A very real and persistent concern is the issue of having enough employees to staff the store and the numerous corporate positions needed to operate successfully. Offering a higher hourly wage, paying hiring bonuses, and demonstrating and implementing the value of diversity and company culture have had an impact. But still, retaining those employees, especially the best ones, present a unique situation.
We all as employees want to feel valued and that we contribute to the team. But feeling appreciated and regarded as a reliable member of the operation can mean several different things. An important one: Will management see me as someone it wants to train and develop, and am I considered a valuable asset to this operation?

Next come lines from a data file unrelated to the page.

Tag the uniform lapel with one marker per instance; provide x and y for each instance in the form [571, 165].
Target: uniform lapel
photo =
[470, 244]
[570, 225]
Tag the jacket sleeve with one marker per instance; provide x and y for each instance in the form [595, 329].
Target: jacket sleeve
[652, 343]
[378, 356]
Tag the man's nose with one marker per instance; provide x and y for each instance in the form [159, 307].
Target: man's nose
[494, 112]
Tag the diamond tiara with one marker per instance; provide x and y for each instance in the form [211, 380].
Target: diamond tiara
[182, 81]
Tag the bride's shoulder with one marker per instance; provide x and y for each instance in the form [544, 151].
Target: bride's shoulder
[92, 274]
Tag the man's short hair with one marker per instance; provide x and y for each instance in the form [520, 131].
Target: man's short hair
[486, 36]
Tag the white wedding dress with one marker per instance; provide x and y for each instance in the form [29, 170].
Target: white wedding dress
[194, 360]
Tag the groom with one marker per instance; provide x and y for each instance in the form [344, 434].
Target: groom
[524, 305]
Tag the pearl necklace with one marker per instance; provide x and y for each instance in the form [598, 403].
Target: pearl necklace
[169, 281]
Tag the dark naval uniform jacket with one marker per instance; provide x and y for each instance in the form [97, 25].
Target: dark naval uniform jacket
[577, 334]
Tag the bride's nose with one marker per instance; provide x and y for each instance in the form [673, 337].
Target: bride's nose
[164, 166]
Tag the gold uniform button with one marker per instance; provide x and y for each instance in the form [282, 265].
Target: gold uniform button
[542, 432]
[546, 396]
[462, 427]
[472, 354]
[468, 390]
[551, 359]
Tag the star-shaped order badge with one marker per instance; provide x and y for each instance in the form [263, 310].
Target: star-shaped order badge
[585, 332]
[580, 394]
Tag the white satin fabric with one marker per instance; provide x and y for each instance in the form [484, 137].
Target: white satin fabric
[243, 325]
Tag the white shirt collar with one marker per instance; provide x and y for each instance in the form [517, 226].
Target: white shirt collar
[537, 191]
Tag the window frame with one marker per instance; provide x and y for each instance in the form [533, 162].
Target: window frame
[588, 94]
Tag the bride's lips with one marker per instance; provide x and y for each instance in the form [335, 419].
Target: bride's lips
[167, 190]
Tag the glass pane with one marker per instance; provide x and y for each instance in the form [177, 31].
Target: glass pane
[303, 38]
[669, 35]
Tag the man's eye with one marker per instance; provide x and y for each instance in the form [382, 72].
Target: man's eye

Most employees are looking for self-satisfaction, in addition to recognition of their efforts.
Providing additional responsibilities and the necessary training to be successful will demonstrate the value you have in them. That may just be the solution to energize the average employee and the key to keeping them much longer.
‘Quiet Profit Maker’
Managing the cost of inventory continues to be the “quiet profit maker.” This has always been necessary for efficiently run retailers. But when sales, margin and consumer packaged goods returns are adequate, new item introductions (or the steady flow of deliveries) can take priority over removing slow-moving items.
Category managers typically review and upgrade their plan-o-grams once or twice a year. But whether it’s cigarettes or the cold vault, removing slow-selling products in a more timely manner can save significant dollars over a year’s time.
Managing the cost of inventory continues to be the "Quiet Profit Maker."
For many operators, this has become evident over the past two years. As we head into 2023, customer counts may remain flat, or for many, continue to decrease due to socioeconomic factors. Maintaining the top and core sellers, adding high-potential new items and constantly deleting unnecessary slow sellers will undeniably improve margins and profits.
Retailers must remain vigilant in this area of business to achieve the greatest results.